Abstract

Abstract Background Apical hypertrophic cardiomyopathy (apical HCM) is a variant of HCM first reported in Japan. The definition of apical HCM in the Japanese Circulation Society guideline is left ventricular hypertrophy limited to the level of the apex below the papillary muscle level. On the other hand, apical HCM in Western countries often includes hypertrophy that extends to the ventricular septum beyond the true LV apex. Although these variations may have different clinical characteristics and prognoses, they are often considered the same. Therefore, we previously proposed two phenotypes of apical HCM. Pure-apical form follows the definition of the JCS guideline. Distal-dominant form is defined as demonstrating apical hypertrophy extended to the ventricular septum without basal septal hypertrophy. However, the clinical significance and genetic basis of these phenotypes have not been reported. This study aimed to clarify clinical differences and yield of genetic testing in apical phenotype of HCM. Methods Regarding clinical presentation and prognosis, we retrospectively investigated 111 consecutive HCM patients with apical phenotype.
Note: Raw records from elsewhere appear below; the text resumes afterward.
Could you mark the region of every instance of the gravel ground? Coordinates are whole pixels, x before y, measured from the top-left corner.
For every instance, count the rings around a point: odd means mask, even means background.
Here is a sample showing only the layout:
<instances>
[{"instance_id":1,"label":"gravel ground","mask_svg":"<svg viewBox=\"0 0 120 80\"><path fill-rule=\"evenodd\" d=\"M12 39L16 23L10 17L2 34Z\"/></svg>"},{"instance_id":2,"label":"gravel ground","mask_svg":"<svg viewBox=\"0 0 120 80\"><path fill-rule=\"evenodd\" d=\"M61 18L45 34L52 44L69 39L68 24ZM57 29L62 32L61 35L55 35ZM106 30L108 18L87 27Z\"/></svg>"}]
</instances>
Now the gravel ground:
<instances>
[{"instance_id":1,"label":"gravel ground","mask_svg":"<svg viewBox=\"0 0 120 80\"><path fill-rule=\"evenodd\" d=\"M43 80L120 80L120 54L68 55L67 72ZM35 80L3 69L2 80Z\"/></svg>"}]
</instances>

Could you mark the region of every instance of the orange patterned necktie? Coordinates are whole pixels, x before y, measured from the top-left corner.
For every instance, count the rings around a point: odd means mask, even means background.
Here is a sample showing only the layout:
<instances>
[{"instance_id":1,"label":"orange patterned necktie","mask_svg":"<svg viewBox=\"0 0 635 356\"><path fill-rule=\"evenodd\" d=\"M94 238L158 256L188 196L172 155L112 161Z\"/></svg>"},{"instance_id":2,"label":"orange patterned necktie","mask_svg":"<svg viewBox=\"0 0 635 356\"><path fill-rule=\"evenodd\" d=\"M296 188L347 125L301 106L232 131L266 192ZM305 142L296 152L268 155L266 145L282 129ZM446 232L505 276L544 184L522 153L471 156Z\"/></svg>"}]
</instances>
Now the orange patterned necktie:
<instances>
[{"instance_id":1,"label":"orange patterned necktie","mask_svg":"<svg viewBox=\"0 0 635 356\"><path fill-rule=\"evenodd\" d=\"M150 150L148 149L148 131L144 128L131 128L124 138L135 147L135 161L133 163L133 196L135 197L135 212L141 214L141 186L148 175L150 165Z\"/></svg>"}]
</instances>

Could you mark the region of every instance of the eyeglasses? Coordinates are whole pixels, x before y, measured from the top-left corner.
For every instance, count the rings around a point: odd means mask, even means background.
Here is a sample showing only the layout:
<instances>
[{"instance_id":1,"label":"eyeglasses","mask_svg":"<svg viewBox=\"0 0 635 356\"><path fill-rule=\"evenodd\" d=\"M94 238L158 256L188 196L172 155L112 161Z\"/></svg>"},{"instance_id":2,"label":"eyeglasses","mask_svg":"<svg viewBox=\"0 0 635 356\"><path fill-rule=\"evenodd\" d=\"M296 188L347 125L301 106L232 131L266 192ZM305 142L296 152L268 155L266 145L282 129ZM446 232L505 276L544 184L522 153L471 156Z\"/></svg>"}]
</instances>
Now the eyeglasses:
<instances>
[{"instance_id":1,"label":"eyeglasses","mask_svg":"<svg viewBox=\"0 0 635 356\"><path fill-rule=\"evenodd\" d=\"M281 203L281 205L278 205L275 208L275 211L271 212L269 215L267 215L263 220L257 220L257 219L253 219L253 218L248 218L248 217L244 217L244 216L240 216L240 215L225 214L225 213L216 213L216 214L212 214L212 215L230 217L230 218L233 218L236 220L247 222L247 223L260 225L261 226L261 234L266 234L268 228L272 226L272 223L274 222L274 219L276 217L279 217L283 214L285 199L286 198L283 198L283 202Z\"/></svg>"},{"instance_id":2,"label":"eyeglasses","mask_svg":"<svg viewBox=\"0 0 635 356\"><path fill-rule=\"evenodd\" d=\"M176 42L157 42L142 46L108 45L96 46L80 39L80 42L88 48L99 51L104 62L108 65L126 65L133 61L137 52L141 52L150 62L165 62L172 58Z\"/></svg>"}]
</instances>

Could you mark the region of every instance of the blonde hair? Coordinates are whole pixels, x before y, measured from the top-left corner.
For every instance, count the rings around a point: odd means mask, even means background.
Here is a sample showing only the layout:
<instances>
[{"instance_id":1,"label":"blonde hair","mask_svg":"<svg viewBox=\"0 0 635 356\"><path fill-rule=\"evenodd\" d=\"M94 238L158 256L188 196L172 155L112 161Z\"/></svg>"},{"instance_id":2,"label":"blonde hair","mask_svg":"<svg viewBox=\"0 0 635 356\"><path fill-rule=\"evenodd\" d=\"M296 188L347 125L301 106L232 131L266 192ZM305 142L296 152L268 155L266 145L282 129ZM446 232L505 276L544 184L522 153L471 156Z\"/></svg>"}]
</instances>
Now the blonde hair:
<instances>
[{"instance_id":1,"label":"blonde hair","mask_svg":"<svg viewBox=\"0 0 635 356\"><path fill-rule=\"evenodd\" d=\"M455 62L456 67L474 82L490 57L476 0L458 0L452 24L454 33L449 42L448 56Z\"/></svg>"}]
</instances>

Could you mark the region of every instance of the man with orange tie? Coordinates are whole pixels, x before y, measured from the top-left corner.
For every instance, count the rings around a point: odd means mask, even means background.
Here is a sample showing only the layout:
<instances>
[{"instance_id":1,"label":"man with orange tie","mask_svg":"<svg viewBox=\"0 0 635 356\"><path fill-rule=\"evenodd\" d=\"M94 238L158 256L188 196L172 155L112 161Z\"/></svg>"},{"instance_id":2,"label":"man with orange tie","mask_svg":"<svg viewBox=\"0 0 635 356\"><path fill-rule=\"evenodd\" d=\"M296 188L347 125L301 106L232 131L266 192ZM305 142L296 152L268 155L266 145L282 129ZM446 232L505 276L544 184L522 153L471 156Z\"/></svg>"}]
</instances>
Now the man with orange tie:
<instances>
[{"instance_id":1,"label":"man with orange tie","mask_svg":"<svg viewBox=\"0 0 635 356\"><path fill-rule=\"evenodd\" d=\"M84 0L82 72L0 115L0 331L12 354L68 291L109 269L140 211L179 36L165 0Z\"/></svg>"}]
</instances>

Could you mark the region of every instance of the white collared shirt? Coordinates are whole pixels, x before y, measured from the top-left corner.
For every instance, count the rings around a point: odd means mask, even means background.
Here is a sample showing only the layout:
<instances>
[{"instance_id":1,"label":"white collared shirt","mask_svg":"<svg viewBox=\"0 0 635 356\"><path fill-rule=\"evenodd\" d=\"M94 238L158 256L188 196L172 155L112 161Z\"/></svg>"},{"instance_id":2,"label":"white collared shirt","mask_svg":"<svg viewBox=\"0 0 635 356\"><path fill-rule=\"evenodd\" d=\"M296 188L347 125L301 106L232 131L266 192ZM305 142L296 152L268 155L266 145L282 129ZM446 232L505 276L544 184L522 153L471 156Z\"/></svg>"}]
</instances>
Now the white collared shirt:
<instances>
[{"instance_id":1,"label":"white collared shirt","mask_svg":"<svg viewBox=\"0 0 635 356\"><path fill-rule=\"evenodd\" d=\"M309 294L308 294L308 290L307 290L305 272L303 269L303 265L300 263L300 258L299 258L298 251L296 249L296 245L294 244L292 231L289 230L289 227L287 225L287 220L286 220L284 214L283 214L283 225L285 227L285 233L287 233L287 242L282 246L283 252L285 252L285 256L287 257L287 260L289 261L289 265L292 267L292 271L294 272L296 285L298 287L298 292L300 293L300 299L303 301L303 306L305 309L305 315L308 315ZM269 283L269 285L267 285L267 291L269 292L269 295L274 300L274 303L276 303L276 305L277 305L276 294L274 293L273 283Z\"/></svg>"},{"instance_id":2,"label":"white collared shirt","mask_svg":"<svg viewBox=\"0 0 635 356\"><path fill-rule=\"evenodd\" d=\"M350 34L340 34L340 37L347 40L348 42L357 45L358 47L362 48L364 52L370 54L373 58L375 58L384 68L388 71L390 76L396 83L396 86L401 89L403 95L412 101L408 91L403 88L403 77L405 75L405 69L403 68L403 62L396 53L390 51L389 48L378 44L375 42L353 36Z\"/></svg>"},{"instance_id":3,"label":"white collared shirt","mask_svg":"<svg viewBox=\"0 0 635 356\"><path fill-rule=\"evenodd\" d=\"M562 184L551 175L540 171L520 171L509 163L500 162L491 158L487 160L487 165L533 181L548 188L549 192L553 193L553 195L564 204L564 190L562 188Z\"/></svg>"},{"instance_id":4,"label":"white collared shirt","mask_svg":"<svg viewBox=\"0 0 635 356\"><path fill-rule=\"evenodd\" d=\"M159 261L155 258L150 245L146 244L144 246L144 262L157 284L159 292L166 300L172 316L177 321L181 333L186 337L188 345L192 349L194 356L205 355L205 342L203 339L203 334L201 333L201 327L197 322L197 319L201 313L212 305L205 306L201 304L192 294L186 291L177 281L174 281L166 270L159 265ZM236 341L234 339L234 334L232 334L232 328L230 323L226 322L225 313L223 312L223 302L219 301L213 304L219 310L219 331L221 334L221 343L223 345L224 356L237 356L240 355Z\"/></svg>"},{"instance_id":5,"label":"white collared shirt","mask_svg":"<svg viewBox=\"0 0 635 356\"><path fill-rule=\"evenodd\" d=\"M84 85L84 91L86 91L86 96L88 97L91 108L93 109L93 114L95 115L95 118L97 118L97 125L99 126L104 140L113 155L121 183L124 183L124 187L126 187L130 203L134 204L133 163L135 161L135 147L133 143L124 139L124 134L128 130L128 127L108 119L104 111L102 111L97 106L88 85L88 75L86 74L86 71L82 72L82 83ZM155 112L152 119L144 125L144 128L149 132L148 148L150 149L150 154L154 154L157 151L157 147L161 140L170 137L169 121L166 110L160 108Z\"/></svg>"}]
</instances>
HCM-related adverse events were defined as HCM-related death and nonfatal HCM-related events: heart failure admission, embolic stroke admission, and sustained ventricular tachycardia with hemodynamic instability or appropriate implantable cardioverter-defibrillator discharge. Furthermore, we performed a genetic analysis including 145 genes associated with cardiomyopathy in 69 unrelated patients within the cohort. Results In the cohort, 60 patients were pure-apical, and 51 were distal-dominant. The age at diagnosis was about 60 years, and the majority were male in both groups. The comorbidity rate of hypertension did not indicate a statistically significant difference. During the follow-up period of 10.3 ± 6.9 years, the occurrence of HCM-related adverse events was significantly higher in the distal-dominant group than in the pure-apical group (log-rank p=0.007). Detection rate of pathogenic or likely pathogenic variants in sarcomeric protein-encoding genes was significantly higher in the distal-dominant group than in the pure-apical group (21% vs. 3%; p=0.044). Conclusions Two phenotypes of apical HCM should be recognized and distinguished clinically because they have different prognoses and genetic features.